We acknowledge that the proportion of unspecified leukemia in the death certificates can change over the time, putting uncertainty in the interpretation of the mortality rates trends. However, according to the World Health Organization, the Colombian mortality statistics were considered of medium quality, it means that completeness vary between 70% and 90%, and the proportion of deaths certified as signs, symptoms, and ill-defined conditions was between 10% and 20%36. Nevertheless, there is evidence indicating that 92.8% of the cancer deaths were correctly assigned by the mortality system9. In addition to that, according to Bravo et al.37, the proportion in unspecified leukemia in children decreased over the time, achieving less than 1% in the period 2007-2011, likely reflecting improvement in the quality of ill-defined cause of deaths in the mortality system.

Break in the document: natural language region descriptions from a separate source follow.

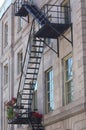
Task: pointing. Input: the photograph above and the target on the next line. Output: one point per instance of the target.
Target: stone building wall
(68, 117)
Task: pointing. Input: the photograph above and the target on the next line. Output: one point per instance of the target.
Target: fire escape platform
(19, 120)
(52, 30)
(21, 12)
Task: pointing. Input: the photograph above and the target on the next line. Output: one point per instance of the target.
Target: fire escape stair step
(35, 57)
(38, 46)
(31, 78)
(27, 93)
(32, 73)
(32, 68)
(36, 51)
(34, 62)
(29, 84)
(26, 103)
(28, 88)
(26, 98)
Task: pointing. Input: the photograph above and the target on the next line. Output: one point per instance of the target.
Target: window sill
(18, 76)
(5, 86)
(64, 112)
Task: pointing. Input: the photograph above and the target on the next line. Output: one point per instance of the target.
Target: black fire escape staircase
(60, 23)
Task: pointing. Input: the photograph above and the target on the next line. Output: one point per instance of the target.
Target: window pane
(20, 61)
(6, 35)
(49, 91)
(68, 80)
(5, 74)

On the other hand, in the last two decades, the Colombian health system has presented substantial progress in improving equity in the access to health care facilities, moving toward the complete implementation for the universal health coverage38. The public health system provides programs of primary and secondary cancer prevention, early detection, and treatment and palliative care. However, the main weakness and challenges consists to delivery effective high quality oncology care for all population39.

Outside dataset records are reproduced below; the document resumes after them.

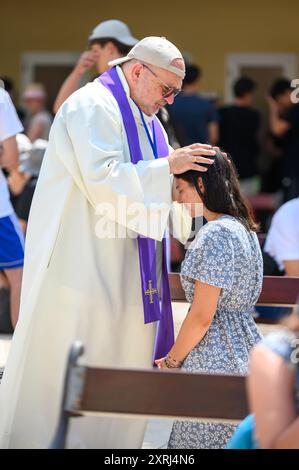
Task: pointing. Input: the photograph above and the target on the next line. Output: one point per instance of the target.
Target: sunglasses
(167, 91)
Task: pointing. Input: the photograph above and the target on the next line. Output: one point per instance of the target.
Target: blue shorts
(11, 243)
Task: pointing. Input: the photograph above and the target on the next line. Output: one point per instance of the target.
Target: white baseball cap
(156, 51)
(113, 29)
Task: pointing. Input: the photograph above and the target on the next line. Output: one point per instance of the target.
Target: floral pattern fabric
(226, 255)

The findings of this article are very important to understand the behavior of leukemia in the country and in the capital. Moreover, the results can be considered as a reference point to identify the impact of the implementation of Law 1388/2010, which regulated state actions, to ensure the right to life for children with cancer throughout the country20, and to evaluate the epidemiological behavior of leukemias in other age groups.
CONCLUSION
In the 0-14 years old group, a declining trend in mortality rates for all types of leukemia was identified in Colombia, most pronounced in the capital. There was a decrease in historical series at ages 15 and 69 years in Bogotá, and a positive tendency for all types of leukemia deaths in age of ≥ 70 years old in the two studied areas. The analysis, by type of leukemia, also shows a decreasing trend for lymphoid leukemia in boys and girls from 0-14 years old in Bogotá. Therefore, the epidemiological mortality pattern is consistent with that described in the international literature. The results found in Bogotá are possibly due to the availability of specialized health centers in pediatric oncology and access to medical treatment.